MY friend Mike Dwyer recalls meeting the late Séamus Heaney and the playwright Brian Friel at Stonehill College in Easton, Massachusetts.
It must have been in 1990 or ’91, as all were present for the launch of the Field Day Anthology of Irish Writing. The college houses an impressive Shovel Museum, to which the three Irishmen were irresistibly drawn. Heaney took down the shovel that most resembled those he had handled as a youth at Mossbawn — the family farm in Co Derry — and struck it on the floor, exclaiming, “Hear it sing!”
Heaney’s passing in August was an immeasurable loss to our culture. His verse was loved the world over, from Oxford, where he served as Professor of Poetry, to Harvard, where he was Poet in Residence, to Stockholm, where, in 1995, he was awarded the Nobel Prize for Literature for his “works of lyrical beauty and ethical depth, which exalt everyday miracles and the living past”.
Heaney’s love of language can surely be attributed to the vernacular of County Derry as much as to his voracious reading. From his very first volume of poetry, Death of a Naturalist, to his last, Human Chain, he mined his childhood for inspiration, and his efforts paid rich dividends.
Perhaps it is these lines from an early poem, ‘Personal Helicon’, that best describe why artists create in the first place: “I rhyme / To see myself, to set the darkness echoing.”

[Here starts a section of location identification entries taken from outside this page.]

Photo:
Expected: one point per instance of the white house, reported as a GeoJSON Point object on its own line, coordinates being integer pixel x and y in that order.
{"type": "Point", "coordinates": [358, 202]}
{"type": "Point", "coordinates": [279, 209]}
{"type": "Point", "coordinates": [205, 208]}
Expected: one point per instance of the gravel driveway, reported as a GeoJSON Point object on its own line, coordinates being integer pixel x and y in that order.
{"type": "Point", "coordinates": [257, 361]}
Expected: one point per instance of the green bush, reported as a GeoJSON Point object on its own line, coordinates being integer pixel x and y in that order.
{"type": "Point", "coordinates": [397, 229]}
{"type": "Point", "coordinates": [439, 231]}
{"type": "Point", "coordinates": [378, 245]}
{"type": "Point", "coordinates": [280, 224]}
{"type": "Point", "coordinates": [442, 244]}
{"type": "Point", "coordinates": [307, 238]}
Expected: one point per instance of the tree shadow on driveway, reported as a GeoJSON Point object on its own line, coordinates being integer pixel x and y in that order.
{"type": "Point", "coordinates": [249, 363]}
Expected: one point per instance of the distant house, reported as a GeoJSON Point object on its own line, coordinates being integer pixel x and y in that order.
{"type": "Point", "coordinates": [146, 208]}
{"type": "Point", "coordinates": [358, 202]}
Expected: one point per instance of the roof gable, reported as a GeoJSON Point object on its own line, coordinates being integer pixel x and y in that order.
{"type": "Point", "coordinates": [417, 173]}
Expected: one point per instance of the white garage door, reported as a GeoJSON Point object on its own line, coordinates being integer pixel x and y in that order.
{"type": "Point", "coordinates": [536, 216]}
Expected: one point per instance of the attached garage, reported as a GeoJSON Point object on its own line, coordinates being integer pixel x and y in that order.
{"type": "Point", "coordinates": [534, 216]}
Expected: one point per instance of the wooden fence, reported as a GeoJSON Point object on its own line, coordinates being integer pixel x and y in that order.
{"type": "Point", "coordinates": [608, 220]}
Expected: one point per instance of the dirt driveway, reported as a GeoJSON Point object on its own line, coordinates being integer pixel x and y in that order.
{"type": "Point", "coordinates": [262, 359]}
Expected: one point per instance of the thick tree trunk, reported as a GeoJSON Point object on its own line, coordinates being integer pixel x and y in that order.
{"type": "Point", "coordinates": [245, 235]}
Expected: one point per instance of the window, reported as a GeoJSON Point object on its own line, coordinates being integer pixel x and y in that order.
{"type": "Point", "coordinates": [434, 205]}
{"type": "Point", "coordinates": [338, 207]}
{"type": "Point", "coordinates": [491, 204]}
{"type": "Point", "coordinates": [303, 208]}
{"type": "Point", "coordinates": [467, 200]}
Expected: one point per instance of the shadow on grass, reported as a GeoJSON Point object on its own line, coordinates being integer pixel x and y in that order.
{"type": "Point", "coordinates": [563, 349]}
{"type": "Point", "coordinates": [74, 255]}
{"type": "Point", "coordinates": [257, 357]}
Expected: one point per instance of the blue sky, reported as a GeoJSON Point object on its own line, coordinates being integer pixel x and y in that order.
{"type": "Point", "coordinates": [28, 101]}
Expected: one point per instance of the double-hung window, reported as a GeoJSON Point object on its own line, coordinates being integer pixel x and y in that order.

Our best hope for the arts sector in Ireland in 2014 is that it will aspire to the same high standards as Heaney set in his life and work. The music in the poetry he forged rang out as keenly as the peal of that shovel-blade on stone all those years ago in Easton, Massachusetts. Heaney’s enduring achievement is that he set the darkness echoing for so many years to come.